Wayne Nelsen:
The discipline of execution has become known as the “missing link” to successful strategy.
It’s that critical additional step that goes beyond strategic thinking that many leaders believe is already inherent in what they do every day.
However, it’s not.
It is the tools, knowledge, and confidence needed to carry out your annual strategic initiatives successfully. Without it, leadership teams would almost have to craft the “perfect” strategy.
A plan where nothing goes wrong.
While execution will always be hard work, strategy benefits when a “frameworkâ is in place that aligns the actions of everyone on the team with the organization’s strategic objectives. A repeatable methodology that helps keep everyone on the team aligned with a common purpose and accountable to each other.
Execution management frameworks provide organizations with the organizational structure needed to manage people at an individual level. From this structure, feedback from active dialogue creates “actionable intelligence.” Any organization can use this intelligence (data and information) to help it make better decisions and focus on accomplishing organizational priorities.
The best frameworks have a strong cultural element that reinforces values and beliefs through “core behaviors.” Behaviors that can be monitored, tracked, and measured individually and ensure those efforts remain “top of mind” to every team member.
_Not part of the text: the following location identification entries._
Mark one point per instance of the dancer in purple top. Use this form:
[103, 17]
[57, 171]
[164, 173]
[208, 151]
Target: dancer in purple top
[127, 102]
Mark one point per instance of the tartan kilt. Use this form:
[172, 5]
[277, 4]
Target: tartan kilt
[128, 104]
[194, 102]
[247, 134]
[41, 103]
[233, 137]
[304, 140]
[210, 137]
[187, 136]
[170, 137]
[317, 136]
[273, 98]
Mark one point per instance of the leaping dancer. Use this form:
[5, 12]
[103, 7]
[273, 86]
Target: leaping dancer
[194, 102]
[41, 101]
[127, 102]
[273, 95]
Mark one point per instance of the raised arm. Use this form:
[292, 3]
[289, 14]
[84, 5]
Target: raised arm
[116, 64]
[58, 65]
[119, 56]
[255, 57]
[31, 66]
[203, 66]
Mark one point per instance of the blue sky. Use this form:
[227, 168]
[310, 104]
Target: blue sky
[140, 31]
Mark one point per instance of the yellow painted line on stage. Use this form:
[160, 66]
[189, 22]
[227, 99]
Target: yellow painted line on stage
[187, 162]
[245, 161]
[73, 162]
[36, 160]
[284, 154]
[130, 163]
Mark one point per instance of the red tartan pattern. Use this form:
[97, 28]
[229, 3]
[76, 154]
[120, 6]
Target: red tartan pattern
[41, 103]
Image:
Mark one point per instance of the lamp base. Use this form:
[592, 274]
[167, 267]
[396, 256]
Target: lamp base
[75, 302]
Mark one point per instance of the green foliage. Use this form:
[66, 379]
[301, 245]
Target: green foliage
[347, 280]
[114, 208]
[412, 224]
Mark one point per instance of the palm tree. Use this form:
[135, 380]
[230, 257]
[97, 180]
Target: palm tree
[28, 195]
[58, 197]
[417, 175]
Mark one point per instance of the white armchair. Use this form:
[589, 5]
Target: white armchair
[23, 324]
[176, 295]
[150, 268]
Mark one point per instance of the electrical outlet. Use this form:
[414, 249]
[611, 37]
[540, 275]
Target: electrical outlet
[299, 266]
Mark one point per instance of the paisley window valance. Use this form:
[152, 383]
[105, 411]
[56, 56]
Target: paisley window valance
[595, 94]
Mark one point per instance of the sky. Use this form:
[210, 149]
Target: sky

Execution Management Frameworks:
* Help leaders to do things they know they should have been doing for years but haven’t ever been comfortable doing,
* Serve entire teams by collaboratively outlining key initiatives at every level of the organization and then develop specific goals that will help to drive their achievement,
* Create consistent, two-way, candid dialogue within the organization that allows teams to be open and transparent with each other and always act with candor and humility,
* Surface and expose talent by identifying team members who can be counted upon to deliver results for the organization consistently,
* Act as a centralized repository of data and information that details individual and team actions/performance over each plan year, memorializing the information so it can be used for future strategy preparation.
Systems and processes are absolutely necessary if you’re looking for business productivity that “sticks” with your people. Without the discipline of a repeatable strategy execution methodology, all you truly have is a set of disparate tools and programs that may solve a problem or two but don’t unite your entire team under a set of common strategic objectives.